Вскоре после этого я поговорил с Жаклин относительно «Лидо», и она охотно согласилась поехать со мной в Париж. Представление в «Лидо» нам понравилось. Хотя мы и, правда, были, пожалуй, единственными французами в этом зале. А столик, за который нас посадили (согласно оплаченным местам), занимала группа японцев. Девицы же, отплясывающие на сцене, были явно немецкого или скандинавского происхождения. Костюмы на танцовщицах были изящными, цветное освещение сцены — отличным, и музыка — вполне приемлемой. Кроме того, мы с Жаклин все-таки больше получали удовольствия друг от друга, чем от сцены. Мы мило беседовали на ничего не значившие темы, и нам было очень хорошо вдвоем в этом огромном полуосвещенном зале с яркими красками на сцене, где исполнялись африканские, китайские, эскимосские и прочие танцы.
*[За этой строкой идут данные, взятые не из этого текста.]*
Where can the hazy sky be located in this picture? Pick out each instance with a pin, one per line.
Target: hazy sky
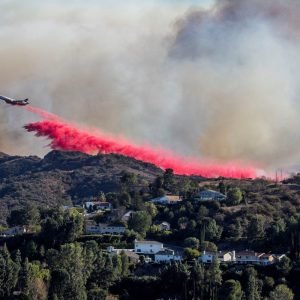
(217, 81)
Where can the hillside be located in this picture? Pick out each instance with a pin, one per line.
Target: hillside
(64, 177)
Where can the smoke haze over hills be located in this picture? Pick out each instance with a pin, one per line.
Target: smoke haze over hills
(218, 83)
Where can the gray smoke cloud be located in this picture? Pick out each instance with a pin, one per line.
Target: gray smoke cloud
(219, 82)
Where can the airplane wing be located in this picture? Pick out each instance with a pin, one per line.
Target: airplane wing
(6, 98)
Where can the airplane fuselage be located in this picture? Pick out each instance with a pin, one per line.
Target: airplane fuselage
(13, 101)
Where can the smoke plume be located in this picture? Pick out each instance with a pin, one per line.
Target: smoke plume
(67, 136)
(219, 82)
После представления мы с Жаклин пошли вниз по Елисейским полям. К сожалению, улица Берри, на которой находилась гостиница «Калифорния», была рядом. Мне не хотелось идти в гостиницу, Жаклин также предложила погулять, но я сразу же заметил, что нас «опекали». Это была открытая слежка, и я подумал, что, скорее всего, это охрана, выделенная нам Куртье. Профессор предупредил, что нас будут охранять. «Вели» нас четверо молодых людей: один впереди, один сзади и двое почти вплотную за нами. Жаклин тоже заметила «сопровождение».
— Надеюсь, нас не собираются похищать, — сказала она, — но все же пойдем в гостиницу, такая прогулка малоприятна.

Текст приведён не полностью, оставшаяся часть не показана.